Article de Maurice Joyeux paru dans Le Monde libertaire, n° 164, septembre-octobre 1970, p. 16
« Ecoutez, nous commencerons par provoquer des troubles, dit Verkhovensky… Je vous l’ai dit, nous pénétrons au plus profond du Peuple. Savez-vous que nous sommes déjà maintenant terriblement forts. Non seulement ceux qui égorgent et incendient travaillent pour nous, ceux qui manient le revolver à la manière classique ou bien les enragés qui se mettent à mordre… Je n’admets rien sans discipline. Je suis un gredin et non un socialiste, moi ! ha ! ha ! »
Dostoïevski – Les Possédés.
On a rarement vu une telle bestialité ! C’est par grappes que la mitraille fauche les êtres affolés qui fuient éperdus. Les obus lourds tracent des sillons sanglants dans la foule, les maisons s’écroulent ensevelissant sous les gravats hommes, femmes et enfants, blessés ou morts, réunis ainsi dans une apocalypse qui dépasse ce qu’avaient pu imaginer les prophéties de cerveaux dérangés qui depuis trois mille ans ont fait arrosé ce sol aride du sang de dizaines de générations.

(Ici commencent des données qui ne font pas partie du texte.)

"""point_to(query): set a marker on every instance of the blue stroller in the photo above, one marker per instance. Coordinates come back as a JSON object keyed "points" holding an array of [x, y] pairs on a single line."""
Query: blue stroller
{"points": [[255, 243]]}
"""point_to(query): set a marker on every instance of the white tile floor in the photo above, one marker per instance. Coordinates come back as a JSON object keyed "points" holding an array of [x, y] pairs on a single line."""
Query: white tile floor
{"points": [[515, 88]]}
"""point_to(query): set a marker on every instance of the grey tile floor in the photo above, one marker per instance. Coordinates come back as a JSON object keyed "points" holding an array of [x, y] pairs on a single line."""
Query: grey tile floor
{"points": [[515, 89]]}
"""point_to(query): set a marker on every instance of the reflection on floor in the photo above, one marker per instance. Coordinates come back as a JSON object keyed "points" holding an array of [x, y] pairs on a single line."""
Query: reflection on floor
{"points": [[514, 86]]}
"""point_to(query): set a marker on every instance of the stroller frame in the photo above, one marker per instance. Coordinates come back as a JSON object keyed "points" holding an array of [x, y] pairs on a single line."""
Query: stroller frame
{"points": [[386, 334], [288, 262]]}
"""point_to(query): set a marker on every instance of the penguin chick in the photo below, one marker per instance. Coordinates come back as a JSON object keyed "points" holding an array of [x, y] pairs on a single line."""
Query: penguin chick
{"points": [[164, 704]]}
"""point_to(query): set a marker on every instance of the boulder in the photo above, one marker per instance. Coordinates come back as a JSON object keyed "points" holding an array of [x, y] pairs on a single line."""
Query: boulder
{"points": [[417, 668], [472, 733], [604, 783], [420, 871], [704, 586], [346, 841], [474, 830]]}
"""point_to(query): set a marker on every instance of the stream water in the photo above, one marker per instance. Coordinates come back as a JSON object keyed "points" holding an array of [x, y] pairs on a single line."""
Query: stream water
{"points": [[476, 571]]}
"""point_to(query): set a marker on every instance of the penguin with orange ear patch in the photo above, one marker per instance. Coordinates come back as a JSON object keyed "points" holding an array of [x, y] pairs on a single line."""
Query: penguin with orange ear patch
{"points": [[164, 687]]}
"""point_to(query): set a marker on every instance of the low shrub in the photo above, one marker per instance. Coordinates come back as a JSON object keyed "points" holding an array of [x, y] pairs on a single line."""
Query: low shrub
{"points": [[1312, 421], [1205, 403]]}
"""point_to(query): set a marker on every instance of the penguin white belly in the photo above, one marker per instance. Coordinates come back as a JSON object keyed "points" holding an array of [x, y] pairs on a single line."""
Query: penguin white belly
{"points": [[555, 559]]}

Cette terre est une terre de roitelets, quelle que soit la religion dont ils se réclament et tous ces cultes ne sont que des rameaux du tronc commun qui est l’Ancien Testament, quelles que soient les structures politiques dont ils se sont dotés et qui ne sont rien d’autre que les moutures de celles des grands carnassiers de l’impérialisme qui oppriment le monde, quels que soient les buts qu’ils se fixent et qui ne sont rien d’autre que des interprétations lointaines des philosophies autoritaires, ces roitelets sont entourés de clients qui forment un clan et qui sont prêts à tout pour conserver leurs privilèges.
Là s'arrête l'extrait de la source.